Predicting Cancer Tissue-of-Origin by a Machine Learning Method Using DNA Somatic Mutation Data

Front Genet. 2020 Jul 14:11:674. doi: 10.3389/fgene.2020.00674. eCollection 2020.

Abstract

Patients with carcinoma of unknown primary (CUP) account for 3-5% of all cancer cases. A large number of metastatic cancers require further diagnosis to determine their tissue of origin. However, diagnosis of CUP and identification of its primary site are challenging. Previous studies have suggested that molecular profiling of tissue-specific genes could be useful in inferring the primary tissue of a tumor. The purpose of this study was to evaluate the performance somatic mutations detected in a tumor to identify the cancer tissue of origin. We downloaded the somatic mutation datasets from the International Cancer Genome Consortium project. The random forest algorithm was used to extract features, and a classifier was established based on the logistic regression. Specifically, the somatic mutations of 300 genes were extracted, which are significantly enriched in functions, such as cell-to-cell adhesion.

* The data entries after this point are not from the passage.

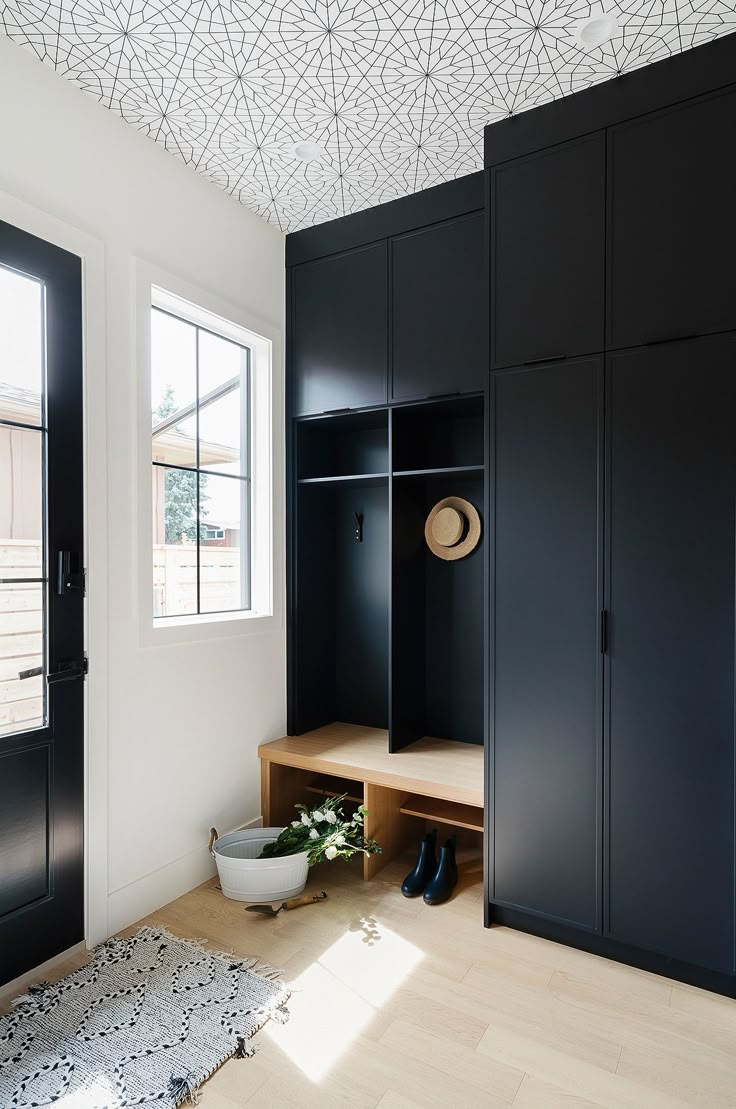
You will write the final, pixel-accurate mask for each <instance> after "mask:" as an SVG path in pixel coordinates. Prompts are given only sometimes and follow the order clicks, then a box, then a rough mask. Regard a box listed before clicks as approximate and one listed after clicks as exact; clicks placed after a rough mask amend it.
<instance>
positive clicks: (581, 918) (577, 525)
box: [490, 359, 603, 929]
mask: <svg viewBox="0 0 736 1109" xmlns="http://www.w3.org/2000/svg"><path fill="white" fill-rule="evenodd" d="M602 374H603V372H602V362H601V360H600V359H589V360H579V362H569V363H562V364H559V365H558V364H555V365H553V366H544V367H534V368H528V369H521V370H507V372H502V373H498V374H494V375H493V380H494V416H493V441H494V446H493V458H492V460H491V471H492V474H493V486H492V502H493V505H494V519H493V556H492V558H493V570H492V613H493V634H492V644H493V645H492V651H491V654H492V663H491V665H492V698H491V702H492V715H491V737H492V754H491V760H490V763H491V774H492V786H491V788H492V798H493V800H492V831H491V843H492V848H491V849H492V873H491V901H495V902H500V903H502V904H504V905H510V906H513V907H515V908H521V909H525V910H530V912H533V913H541V914H544V915H545V916H550V917H554V918H556V919H559V920H564V922H566V923H572V924H574V925H576V926H579V927H582V928H587V929H600V927H601V922H600V904H601V874H600V871H601V861H602V848H601V835H600V826H601V815H600V814H601V804H600V798H601V795H602V786H601V754H600V752H601V731H602V729H601V711H600V696H601V693H600V685H601V674H602V669H603V668H602V657H601V650H600V642H599V625H600V596H601V563H600V547H601V545H600V527H601V523H600V511H599V506H600V491H599V486H600V477H599V475H600V471H601V466H600V452H601V434H600V428H601V416H600V413H601V408H602V405H601V395H602Z"/></svg>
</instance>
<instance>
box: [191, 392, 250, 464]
mask: <svg viewBox="0 0 736 1109" xmlns="http://www.w3.org/2000/svg"><path fill="white" fill-rule="evenodd" d="M241 428H242V413H241V389H239V386H238V387H237V388H235V389H233V390H232V391H231V393H227V394H226V395H225V396H224V397H221V398H219V399H218V400H212V401H211V403H209V404H205V405H203V406H202V408H201V409H200V466H201V468H202V469H203V470H216V471H217V472H218V474H234V475H239V474H243V468H242V460H241Z"/></svg>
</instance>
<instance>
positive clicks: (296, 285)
mask: <svg viewBox="0 0 736 1109" xmlns="http://www.w3.org/2000/svg"><path fill="white" fill-rule="evenodd" d="M289 279H290V301H292V328H290V334H292V390H293V393H292V404H293V414H294V415H295V416H303V415H306V414H311V413H321V411H335V410H336V409H340V408H362V407H367V406H370V405H382V404H386V400H387V380H388V263H387V247H386V243H385V242H384V243H376V244H374V245H371V246H364V247H360V248H359V250H357V251H348V252H346V253H345V254H337V255H333V256H331V257H328V258H320V260H319V261H318V262H306V263H304V264H303V265H300V266H294V268H293V269H292V271H290V278H289Z"/></svg>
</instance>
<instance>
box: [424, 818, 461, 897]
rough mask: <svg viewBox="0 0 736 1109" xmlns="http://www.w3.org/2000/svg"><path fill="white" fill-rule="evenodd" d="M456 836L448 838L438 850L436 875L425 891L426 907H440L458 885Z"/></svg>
mask: <svg viewBox="0 0 736 1109" xmlns="http://www.w3.org/2000/svg"><path fill="white" fill-rule="evenodd" d="M456 843H457V836H453V835H452V836H450V838H449V840H448V842H447V843H446V844H444V846H443V847H442V848H441V849H440V864H439V866H438V867H437V874H436V875H435V877H433V878H432V881H431V882H430V883H429V885H428V886H427V888H426V889H425V904H426V905H441V904H442V902H446V901H447V899H448V897H449V896H450V895H451V893H452V891H453V889H454V887H456V886H457V884H458V863H457V861H456V857H454V846H456Z"/></svg>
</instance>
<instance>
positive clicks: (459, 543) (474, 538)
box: [425, 497, 480, 562]
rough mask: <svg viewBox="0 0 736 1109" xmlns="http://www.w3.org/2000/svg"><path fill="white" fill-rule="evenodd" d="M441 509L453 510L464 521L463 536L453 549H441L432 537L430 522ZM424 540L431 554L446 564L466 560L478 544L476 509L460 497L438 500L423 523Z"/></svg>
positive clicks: (479, 531) (476, 515) (443, 547)
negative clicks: (432, 554)
mask: <svg viewBox="0 0 736 1109" xmlns="http://www.w3.org/2000/svg"><path fill="white" fill-rule="evenodd" d="M443 508H454V509H456V511H458V512H460V513H461V515H462V517H463V519H464V521H466V532H464V536H463V537H462V539H461V540H460V542H458V543H456V545H454V547H443V546H442V543H438V542H437V540H436V539H435V536H433V535H432V521H433V520H435V517H436V516H437V513H438V512H439V511H441V510H442V509H443ZM425 539H426V540H427V546H428V547H429V549H430V551H431V552H432V554H437V557H438V558H441V559H444V561H446V562H454V561H456V560H457V559H459V558H466V556H468V554H470V552H471V551H473V550H474V549H476V547H478V543H479V542H480V516H479V515H478V509H477V508H476V506H474V505H471V503H470V501H469V500H464V499H463V498H462V497H444V498H443V499H442V500H438V502H437V505H435V508H433V509H432V510H431V512H430V513H429V516H428V517H427V520H426V522H425Z"/></svg>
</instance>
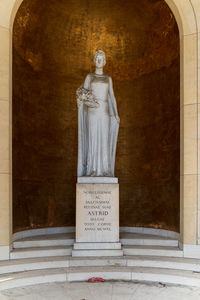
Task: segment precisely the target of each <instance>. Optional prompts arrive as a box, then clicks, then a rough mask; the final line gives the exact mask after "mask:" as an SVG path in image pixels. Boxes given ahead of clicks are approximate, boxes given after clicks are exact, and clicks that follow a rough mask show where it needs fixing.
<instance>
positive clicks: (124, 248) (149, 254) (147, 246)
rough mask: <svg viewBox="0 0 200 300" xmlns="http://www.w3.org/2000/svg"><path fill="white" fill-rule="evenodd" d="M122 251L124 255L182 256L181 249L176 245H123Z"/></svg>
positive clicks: (182, 254)
mask: <svg viewBox="0 0 200 300" xmlns="http://www.w3.org/2000/svg"><path fill="white" fill-rule="evenodd" d="M123 251H124V255H143V256H149V255H150V256H169V257H183V251H182V250H180V249H179V248H178V247H160V246H129V245H127V246H126V245H125V246H123Z"/></svg>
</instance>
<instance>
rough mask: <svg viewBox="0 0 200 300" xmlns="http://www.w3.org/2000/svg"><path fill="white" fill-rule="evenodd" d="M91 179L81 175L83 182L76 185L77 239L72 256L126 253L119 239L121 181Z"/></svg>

In addition, the prediction accuracy on tissue-of-origin inference for 3,374 cancer samples across 13 cancer types reached 81% in a 10-fold cross-validation. Our method could be useful in the identification of cancer tissue of origin, as well as the diagnosis and treatment of cancers.

Keywords: machine learning; patients with carcinoma of unknown primary; random forest; somatic mutation; tissue of origin.